Gli autori del documento notano che, mentre l’apprendimento per rinforzo è stato utilizzato con grande efficacia nel contesto di determinati videogiochi, spesso raggiungendo la parità con i migliori giocatori umani di detti giochi, i sistemi creati da OpenAI e DeepMind sono raramente utili per gli sviluppatori di giochi. Gli autori notano che la mancanza di accessibilità è un grande problema e che i risultati più impressionanti sono ottenuti da gruppi di ricerca con risorse computazionali su larga scala, risorse che di solito superano ampiamente quelle disponibili per gli sviluppatori di videogiochi. Hanno scritto i ricercatori:
“Questi sistemi hanno visto un utilizzo relativamente scarso all’interno dell’industria dei videogiochi e crediamo che la mancanza di accessibilità sia una delle principali ragioni dietro a questo. In effetti, i risultati veramente impressionanti … sono prodotti da grandi gruppi di ricerca con risorse computazionali ben al di là di quelle tipicamente disponibili all’interno degli studi di videogiochi.”
Il team di ricerca di Ubisoft ha cercato di risolvere alcuni di questi problemi creando un approccio di apprendimento per rinforzo che ottimizza questioni come la raccolta di campioni di dati e le limitazioni di budget di runtime. La soluzione di Ubisoft è stata adattata da una ricerca condotta all’Università della California, Berkeley. Il modello Soft Actor-Critic sviluppato dai ricercatori di UC Berkeley è in grado di creare un modello che può generalizzare efficacemente a nuove condizioni ed è molto più efficiente in termini di campioni rispetto alla maggior parte dei modelli. Il team di Ubisoft ha preso questo approccio e lo ha adattato per azioni sia discrete che continue.
Il team di ricerca di Ubisoft ha valutato le prestazioni del loro algoritmo su tre diversi giochi. Sono stati utilizzati due giochi di calcio per testare l’algoritmo, oltre a un gioco di piattaforme semplice. Mentre i risultati per questi giochi sono stati leggermente peggiori rispetto ai risultati di settore attuali, è stato condotto un altro test in cui gli algoritmi hanno performato molto meglio. I ricercatori hanno utilizzato un gioco di guida come caso di test, facendo seguire all’agente AI un percorso specifico e negoziare ostacoli in un ambiente che l’agente non aveva visto durante l’addestramento. C’erano due azioni continue, sterzo e accelerazione, oltre a un’azione binaria (frenata).

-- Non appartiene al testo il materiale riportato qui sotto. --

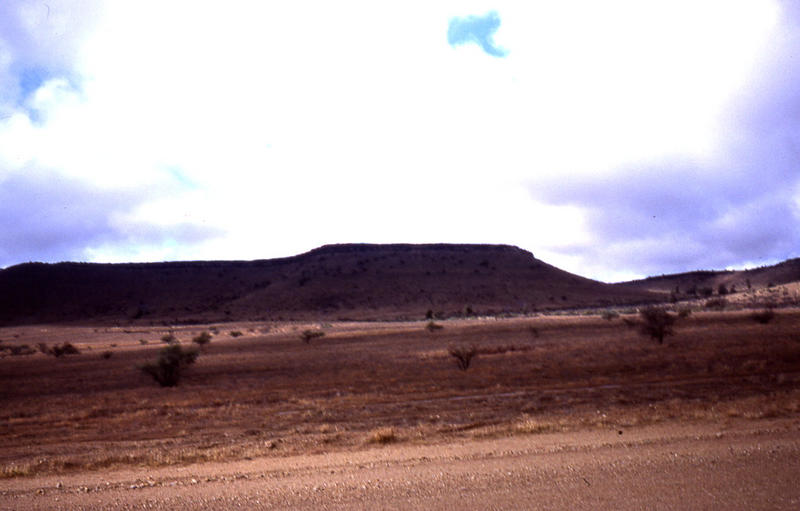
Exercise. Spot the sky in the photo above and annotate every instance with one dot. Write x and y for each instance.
(615, 139)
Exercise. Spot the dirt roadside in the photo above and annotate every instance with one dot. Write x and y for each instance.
(741, 465)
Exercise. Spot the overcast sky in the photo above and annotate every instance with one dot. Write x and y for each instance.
(613, 139)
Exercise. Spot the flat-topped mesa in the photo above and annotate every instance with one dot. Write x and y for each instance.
(349, 281)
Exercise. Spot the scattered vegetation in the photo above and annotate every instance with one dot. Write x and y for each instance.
(202, 339)
(65, 349)
(433, 326)
(763, 316)
(716, 304)
(382, 436)
(657, 323)
(463, 355)
(171, 362)
(22, 349)
(308, 335)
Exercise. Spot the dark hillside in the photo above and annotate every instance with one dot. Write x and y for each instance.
(701, 282)
(334, 282)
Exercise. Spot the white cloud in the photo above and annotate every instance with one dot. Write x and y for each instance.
(291, 125)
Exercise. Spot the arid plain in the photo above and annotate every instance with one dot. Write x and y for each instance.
(557, 410)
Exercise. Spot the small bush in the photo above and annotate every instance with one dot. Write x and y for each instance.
(307, 335)
(763, 316)
(716, 304)
(22, 349)
(463, 355)
(202, 339)
(171, 361)
(657, 323)
(65, 349)
(433, 326)
(382, 436)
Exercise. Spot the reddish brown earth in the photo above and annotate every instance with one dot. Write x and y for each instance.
(574, 412)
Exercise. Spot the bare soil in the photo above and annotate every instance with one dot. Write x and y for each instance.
(554, 412)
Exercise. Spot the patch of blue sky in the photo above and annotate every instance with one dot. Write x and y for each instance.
(181, 178)
(479, 30)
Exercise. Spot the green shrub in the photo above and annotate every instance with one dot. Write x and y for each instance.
(763, 316)
(307, 335)
(202, 339)
(716, 304)
(171, 361)
(463, 355)
(657, 323)
(609, 315)
(65, 349)
(432, 326)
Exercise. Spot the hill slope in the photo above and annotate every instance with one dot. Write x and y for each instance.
(334, 282)
(703, 282)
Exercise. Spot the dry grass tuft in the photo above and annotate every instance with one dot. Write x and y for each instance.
(382, 436)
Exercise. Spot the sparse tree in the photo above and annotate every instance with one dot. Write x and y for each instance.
(307, 335)
(202, 339)
(657, 323)
(463, 355)
(171, 361)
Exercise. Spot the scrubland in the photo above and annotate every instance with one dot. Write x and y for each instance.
(271, 394)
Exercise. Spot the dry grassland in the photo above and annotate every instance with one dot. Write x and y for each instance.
(267, 393)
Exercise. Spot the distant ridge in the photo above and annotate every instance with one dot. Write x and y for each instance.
(348, 281)
(689, 283)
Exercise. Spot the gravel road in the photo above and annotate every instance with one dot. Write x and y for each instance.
(743, 465)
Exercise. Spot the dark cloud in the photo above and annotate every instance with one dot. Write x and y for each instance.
(50, 218)
(476, 29)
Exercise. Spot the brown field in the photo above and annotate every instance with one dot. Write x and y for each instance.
(266, 396)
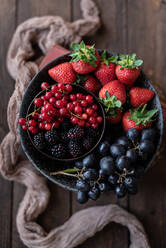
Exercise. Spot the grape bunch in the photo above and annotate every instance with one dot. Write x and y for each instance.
(120, 165)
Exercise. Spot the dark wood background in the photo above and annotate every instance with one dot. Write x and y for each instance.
(127, 26)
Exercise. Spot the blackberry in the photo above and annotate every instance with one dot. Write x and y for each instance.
(39, 141)
(88, 143)
(75, 149)
(59, 151)
(66, 125)
(52, 137)
(76, 132)
(64, 136)
(92, 132)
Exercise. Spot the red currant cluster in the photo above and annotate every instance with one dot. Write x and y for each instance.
(56, 104)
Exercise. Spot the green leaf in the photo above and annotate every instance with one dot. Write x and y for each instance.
(138, 62)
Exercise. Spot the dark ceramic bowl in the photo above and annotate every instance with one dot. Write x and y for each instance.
(46, 165)
(76, 89)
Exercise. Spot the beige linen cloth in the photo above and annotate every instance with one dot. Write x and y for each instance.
(45, 31)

I ricercatori hanno riassunto i loro risultati nel documento, dichiarando che l’approccio ibrido Soft Actor-Critic è stato efficace quando si è trattato di addestrare un agente AI a guidare a velocità elevate in un videogioco commerciale disponibile. Secondo i ricercatori, il loro approccio di addestramento può potenzialmente funzionare per una vasta gamma di approcci di interazione possibili. Questi includono istanze in cui l’agente AI ha le stesse opzioni di input che ha il giocatore, dimostrando la “pratica utilità di un tale algoritmo per l’industria dei videogiochi”.